Élaboré par le groupe de travail sur les agriculteurs en situation de détresse, piloté par les sénateurs Françoise Férat (Union centriste, Marne) et Henri Cabanel (RDSE, Hérault), ce rapport est le fruit « de plus d’une année de travail ». Il est basé sur des visites de terrain « dans cinq départements », sur près de 150 témoignages de proches de victimes et sur des avis demandés à « l’intégralité des préfectures et des chambres d’agriculture métropolitaines et d’outre-mer », indique le document en préambule.

Cinq blocs de propositions

Le rapport contient cinq blocs de propositions. D’une part, il préconise de renforcer la connaissance du suicide en agriculture par un suivi statistique au long cours. Et, pour améliorer la connaissance et la reconnaissance des citoyens envers les agriculteurs, il propose de déclarer l’agriculture française « cause nationale » afin de lancer des campagnes de communication de grande ampleur. D’autre part, les sénateurs veulent « renforcer le mieux-être » des exploitants très en amont. Pour cela, ils proposent d’améliorer le revenu, les conditions de travail et le recours au répit via l’aide au remplacement.

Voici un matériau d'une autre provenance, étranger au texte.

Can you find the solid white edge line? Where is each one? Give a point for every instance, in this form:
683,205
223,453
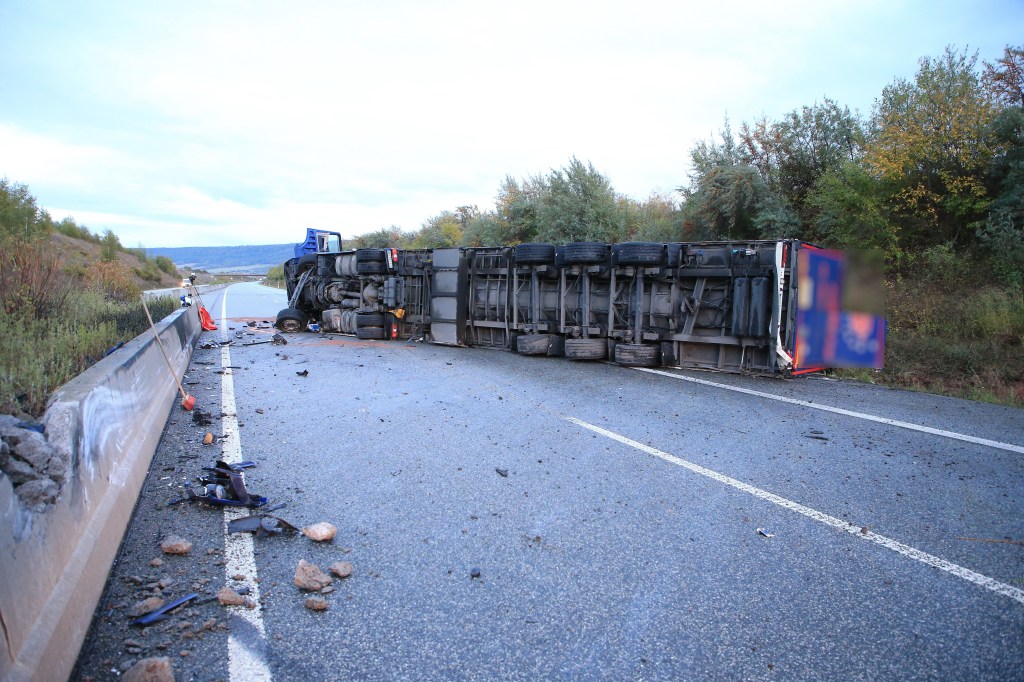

Restez au courant en temps réel !

Suivez des thématiques, des projets législatifs, des entreprises et des personnalités pour être notifié dès que nous publions un article.

Le troisième lot de propositions vise à mieux identifier les agriculteurs en détresse. Les rapporteurs recommandent notamment d’améliorer le service Agri’écoute de la MSA, de faire des cellules départementales d’accompagnement créés par l’État en 2017 « la clef de voûte » des dispositifs de soutien, et de multiplier et former les sentinelles. Quatrième axe : mieux accompagner les agriculteurs en détresse. « Le plus urgent est d’humaniser les procédures – sous toutes leurs formes –, et la simplification administrative », a indiqué Françoise Férat. Un large éventail de propositions vise aussi à améliorer les aides économiques aux agriculteurs en difficultés. Enfin, le cinquième volet du rapport propose d’améliorer l’accompagnement psychologique, économique et administratif des familles endeuillées.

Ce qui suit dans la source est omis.